Though they were once considered “nice to haves,” we now know soft skills are critical predictors of workplace performance. Though they were once considered entirely subjective, we now know they can be quantified. And though soft skills were once considered traits you were either born with or not, we now know they can be taught and improved.
But, like with any skill you want to improve, the first step to getting better is knowing where you’re starting from. In sports, a coach will evaluate players’ skills to identify where they most need to improve and how they should approach training. In school, test scores help students understand which areas they need to keep studying and which ones they’ve mastered. And when it comes to developing soft skills, the same is true: we need to know where we stand before we can come up with an effective, efficient improvement plan.
Why Identifying a Baseline Is the First Step
Take communication, for example. It’s the number-one skill recruiters are looking for, and it’s the activity that drives 80 percent of our work on any given day. The way we communicate with each other in group meetings, sales pitches, and one-on-one conversations dictates how we impact our audience.
But here’s the catch: we may not know why we’re impacting the audience the way we are. Did your team love something you said? Did you irritate your boss in your last one-on-one? Unless you know exactly why they happened, it’s hard to replicate previous successes—or avoid future misunderstandings.
But understanding your impact is easier said than done. Research has found that we’re only aware of 5 to 10 percent of the signals we’re sending at any given time. But it’s those signals we don’t notice—the pronouns, the gestures, and the subtle variations in tone—that drive reactions. If we can’t identify and control those signals, we can’t control our audiences’ reactions.
So it’s only by evaluating our current communication skills—understanding how we come across today and which aspects of our communication style are causing people to respond the way they are—that we can really start to improve and control the outcomes of our interactions.
How Can We Evaluate Our Current Skills?
Like many so-called soft skills, communication has traditionally been considered subjective—an art—and therefore impossible to measure objectively. So we’ve relied on subjective evaluation methods like direct feedback from peers, superiors, and even subordinates.
That’s not a bad place to start, as asking how we come across may lead to some honest insights. But the responses will likely be sugarcoated, and they’ll certainly be colored by someone’s bad mood, rough morning, or shared appreciation for the topic at hand. What’s more, even the most honest feedback is likely to be fairly general. Just like we can’t necessarily identify many of the signals we’re sending, audience members can’t often tell exactly why someone inspires them or rubs them the wrong way.
What we really need if we want to improve is an objective view of our overall impact as communicators and a detailed dive into the verbal and nonverbal communication traits driving that impact.
While once upon a time, that objective evaluation was nearly impossible to come by—or, at the very least, prohibitively expensive—today, innovations in technologies like natural language processing, vocal recognition, and facial analysis mean we can conduct quantitative, AI-driven evaluations of our communication skills—and our colleagues’ and our leaders’ and our potential new hires—at scale, with unique, accurate, data-driven results for every user.
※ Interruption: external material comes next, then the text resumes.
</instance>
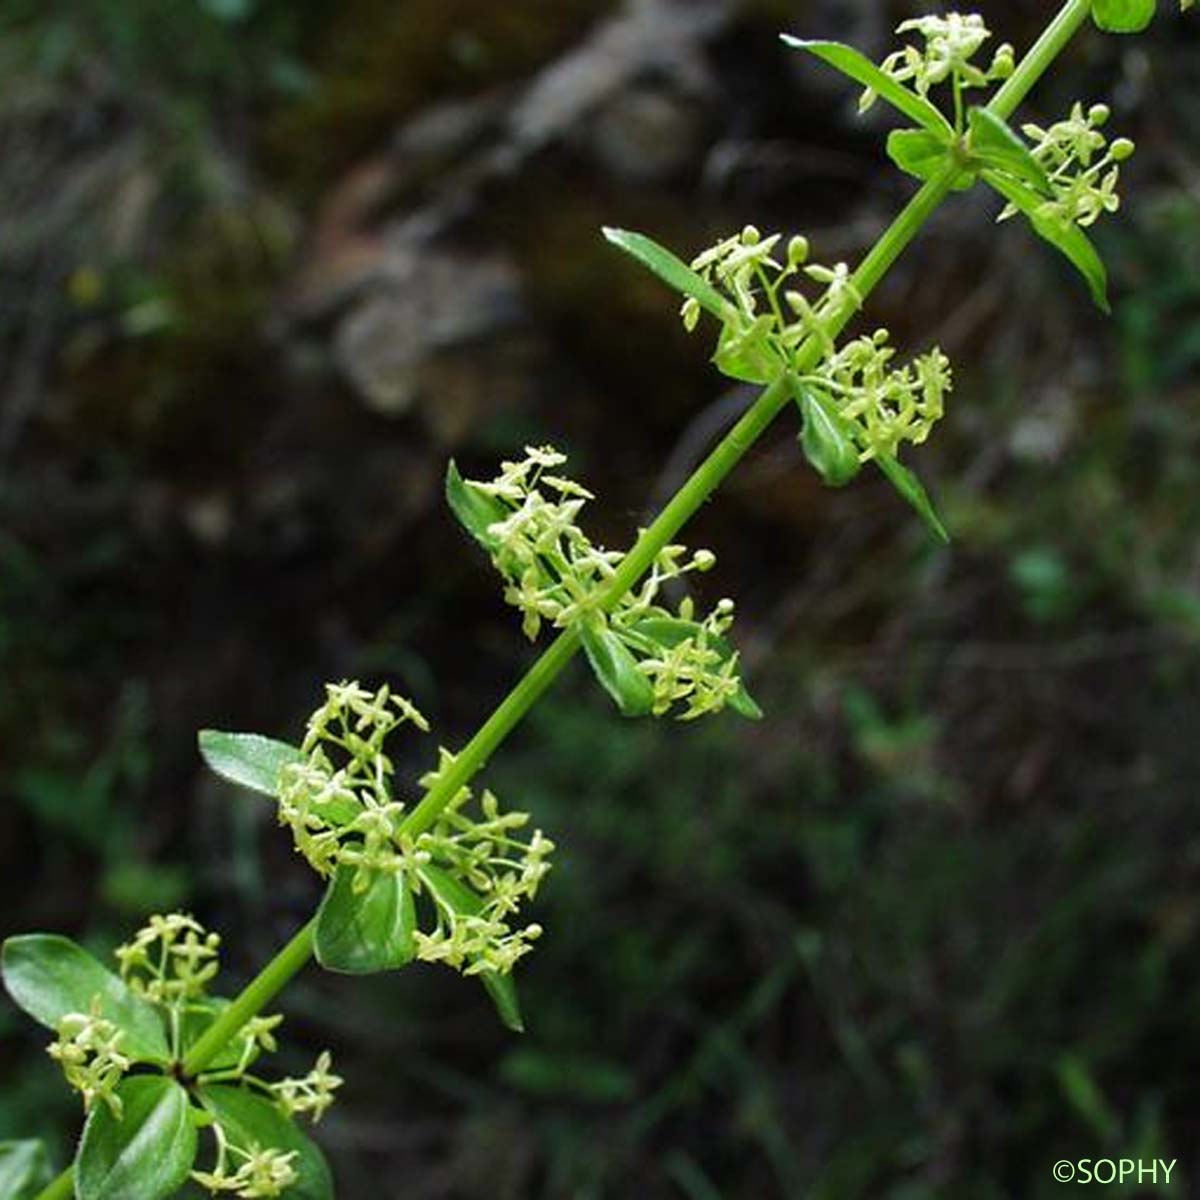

So what does this mean? Today, we can upload a video of ourselves in a recent communication event and receive specific, detailed feedback not only on our overall impact—how audiences will perceive us as leaders based on our communication skills—but the minute traits driving that impact. Our vocal tone, our facial expressions and gestures, our posture, and the tiny filler words that pepper our speech without us even realizing it.
While, initially, we were unaware of 90 percent of the signals that were shaping the way our audiences perceived us, this baseline evaluation brings them to our attention and shows us how they’re undermining our confidence or persuasive abilities, or supporting our perceived trustworthiness or authenticity.
And then—once we know where we stand—we can use that data to make a game plan for improvement, focusing on our biggest development opportunities in order to meet our communication and leadership goals.